My work in progress walks on a tightrope of violence, both physical, and the type of mental violence that humans are so adept at inflicting on each other. It’s about good people doing bad things, and letting those bad things change them. It’s about a queer triangulation of desire between people, and between three choices: Resist, succumb, or walk away – and what you do when picking just one of those things isn’t an option.
And that’s a bit weird, considering that I’ve written before about how I like the calmness I’ve so carefully cultivated, how I’m not looking for adventure and passion and a large, loud life.

That’s probably why I like my writing to fuck me up. I’d rather do it quietly than spew it out all over the place. You can always put a book down.

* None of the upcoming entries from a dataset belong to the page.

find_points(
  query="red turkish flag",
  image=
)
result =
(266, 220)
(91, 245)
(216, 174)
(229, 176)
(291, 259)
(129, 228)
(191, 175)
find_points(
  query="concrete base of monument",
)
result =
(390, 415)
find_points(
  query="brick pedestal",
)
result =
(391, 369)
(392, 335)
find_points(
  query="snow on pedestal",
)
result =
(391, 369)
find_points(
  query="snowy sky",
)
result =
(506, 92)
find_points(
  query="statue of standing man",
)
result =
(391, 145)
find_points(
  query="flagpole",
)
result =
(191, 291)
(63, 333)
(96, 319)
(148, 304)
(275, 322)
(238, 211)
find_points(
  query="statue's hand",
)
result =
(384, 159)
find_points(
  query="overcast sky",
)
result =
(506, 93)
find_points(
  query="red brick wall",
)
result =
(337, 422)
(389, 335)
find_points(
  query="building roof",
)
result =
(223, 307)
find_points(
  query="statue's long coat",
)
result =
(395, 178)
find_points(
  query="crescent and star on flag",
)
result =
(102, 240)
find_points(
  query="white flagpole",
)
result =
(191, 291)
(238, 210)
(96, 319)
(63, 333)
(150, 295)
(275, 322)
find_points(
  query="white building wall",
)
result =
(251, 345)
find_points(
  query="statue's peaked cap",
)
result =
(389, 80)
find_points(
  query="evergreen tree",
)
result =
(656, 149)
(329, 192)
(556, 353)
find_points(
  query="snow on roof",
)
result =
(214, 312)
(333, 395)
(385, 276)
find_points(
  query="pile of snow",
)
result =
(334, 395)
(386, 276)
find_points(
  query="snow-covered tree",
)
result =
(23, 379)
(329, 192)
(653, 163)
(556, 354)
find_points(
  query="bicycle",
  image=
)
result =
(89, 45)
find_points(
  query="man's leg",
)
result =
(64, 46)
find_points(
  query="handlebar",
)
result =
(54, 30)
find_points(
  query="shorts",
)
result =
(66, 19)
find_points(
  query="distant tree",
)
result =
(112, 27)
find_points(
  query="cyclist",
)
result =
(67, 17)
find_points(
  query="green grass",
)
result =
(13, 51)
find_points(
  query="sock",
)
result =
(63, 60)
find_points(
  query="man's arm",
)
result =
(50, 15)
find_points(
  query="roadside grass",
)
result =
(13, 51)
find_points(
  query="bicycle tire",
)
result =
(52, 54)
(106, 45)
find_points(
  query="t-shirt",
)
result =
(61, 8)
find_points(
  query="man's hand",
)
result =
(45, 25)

And anyway, who knows how to fuck you up better than you?
I need to feel like the writing process is actually fucking me up – not healing things, but ripping things open, because that’s how I get to the story underneath the events, to the why underneath the what and the how.
I’m not saying everyone should write this way, but if a story doesn’t profoundly bother me, then I can’t write it well. If it’s not keeping me up nights and spawning half a dozen angsty Spotify playlists, then I lose interest. I need to poke my demons with a stick until they bite back and latch on.
I don’t write to soothe myself. I write because I’m compulsively unable to stop emotionally self-harming, and making it into a story puts it in a place that doesn’t spill out all over my neatly crafted boring little life, and lets me polish it up so that when/if it ever does go out to the world, it looks artistic instead of like raw mental sewage.
If this sounds dark…perhaps it is, but we all have our dark sides. Dumping mine into my work allows me to walk around botanic gardens appreciating flowers, sit on the sidewalk with three katydids admiring them and the world that made them, find joy in music and solitude and colors and libraries and all the little, simple things that amuse and uplift me.